Une alchimie épicée

Nouvelle écrite par Romane BORDET, en 3 ème à l’ Institut Saint Dominique de Rome (Italie) (NDLR : établissement français rattaché au centre d’examen de Grenoble)

Une alchimie épicée

Pourtant ce matin là…qui sait, peut-être avait-elle trouvé particulièrement fade le dîner de la veille, peut-être était-ce que Gabrielle n’avait pas voulu pointer le bout de son nez, ou encore, c’étaient ces vacances, ce calme paisible qui régnait dans la maison vide de sa grand-mère - elle était allée au marché acheter des légumes - mais Anna, après avoir encore humé le parfum entre les livres de la cinquième étagère, décida qu’il était temps pour elle de passer au delà de la bibliothèque. Après avoir fouillé dans la malle des déguisements, elle dénicha un grand paréo aux teintes pourprées (qui irait bien avec les couleurs locales) qu’elle enfila par-dessus un maillot de bain (on ne sait jamais) et s’arma d’un parapluie rose qu’on lui avait offert.
Elle débarrassa la cinquième étagère de tous ses livres, s’y hissa à l’aide d’une chaise, s’y allongea et tomba dans le vide, de l’autre côté. Elle se sentait tomber, dans le noir, comme dans un rêve d’où elle ne se réveillait pas. Ses paupières se firent lourdes, un picotement la parcourut, engourdissant tous ses membres. Soudain, sans prévenir, voilà qu’elle atterrissait mollement sur des pavés ; elle eut un instant de flottement, tout était flou et elle avait du coton dans les oreilles. Puis la mise au point se fit, le volume augmenta et des effluves de parfums vinrent lui chatouiller le nez.
Elle se releva, vacilla légèrement, rattrapa un pan de son paréo qui aurait bien voulu aller se balader au gré du vent chaud, et commença à capturer une à une les images de cet étrange décor.
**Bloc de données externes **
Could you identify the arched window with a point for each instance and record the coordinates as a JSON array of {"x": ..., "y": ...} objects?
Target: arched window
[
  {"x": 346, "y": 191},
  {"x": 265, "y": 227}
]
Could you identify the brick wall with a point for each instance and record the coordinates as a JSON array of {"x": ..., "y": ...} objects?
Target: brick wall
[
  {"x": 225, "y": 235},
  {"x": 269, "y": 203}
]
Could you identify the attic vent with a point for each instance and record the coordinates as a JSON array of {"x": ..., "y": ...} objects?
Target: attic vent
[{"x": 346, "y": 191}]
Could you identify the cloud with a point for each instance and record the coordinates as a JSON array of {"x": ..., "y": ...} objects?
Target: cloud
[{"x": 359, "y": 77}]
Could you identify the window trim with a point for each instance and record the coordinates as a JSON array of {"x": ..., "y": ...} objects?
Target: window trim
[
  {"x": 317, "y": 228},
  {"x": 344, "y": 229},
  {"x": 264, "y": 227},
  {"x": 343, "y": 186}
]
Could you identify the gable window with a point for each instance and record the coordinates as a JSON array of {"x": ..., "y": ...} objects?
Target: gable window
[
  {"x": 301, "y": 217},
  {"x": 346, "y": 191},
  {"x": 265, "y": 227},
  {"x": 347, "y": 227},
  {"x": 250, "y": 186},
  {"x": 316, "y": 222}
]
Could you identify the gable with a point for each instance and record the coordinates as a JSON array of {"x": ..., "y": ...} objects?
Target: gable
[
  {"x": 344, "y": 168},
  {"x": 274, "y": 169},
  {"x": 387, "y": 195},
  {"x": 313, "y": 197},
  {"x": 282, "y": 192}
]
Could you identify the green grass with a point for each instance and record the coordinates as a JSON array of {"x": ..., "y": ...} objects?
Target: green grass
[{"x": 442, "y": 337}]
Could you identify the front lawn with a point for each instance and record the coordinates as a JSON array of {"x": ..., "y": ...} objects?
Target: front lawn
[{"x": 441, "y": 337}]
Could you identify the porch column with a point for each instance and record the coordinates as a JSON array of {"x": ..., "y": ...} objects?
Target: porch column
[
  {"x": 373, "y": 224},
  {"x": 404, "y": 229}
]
Un marché battait son plein, un marché aux couleurs chatoyantes et aux odeurs aussi insolites que enivrantes. Elle avançait mollement, s’appuyant sur son parapluie ; elle avait l’impression de flotter au-dessus de cette foule qui s’évaporait d’une échoppe à l’autre. Les marchands la hélaient au passage, caressant leurs beaux légumes, faisant reluire au soleil les soies aux innombrables couleurs, laissant tinter dans leurs mains les sonores cliquetis des bijoux.
Elle avançait, entre un état d’extrême émerveillement et d’hébétude lorsque elle sentit une grande main rugueuse se glisser dans la sienne ; elle se tourna vivement pour apercevoir un visage doux, aux imposantes moustaches et sourcils épais un peu grisonnants, qui par-dessus ses lunettes embuées lui adressait un sourire espiègle. Elle n’eut pas le temps de se demander qui était ce grand-père au teint halé qui se cachait sous un grand chapeau aux allures coloniales, que déjà il l’entraînait et elle courrait après lui, comme si c’était ses pieds qui décidaient d’eux même de suivre ce gentil vieillard. Ils acquéraient toujours plus de vitesse, se frayant on ne sait par quel moyen un chemin dans la foule ; les couleurs, les gens, la place autour d’eux s’estompaient peu à peu pour faire place à un tourbillon multicolore qui les entraînait vers l’avant…son parapluie s’était ouvert derrière elle et elle se sentait un peu telle Mary Poppins dans les histoires que lui lisait sa grand-mère.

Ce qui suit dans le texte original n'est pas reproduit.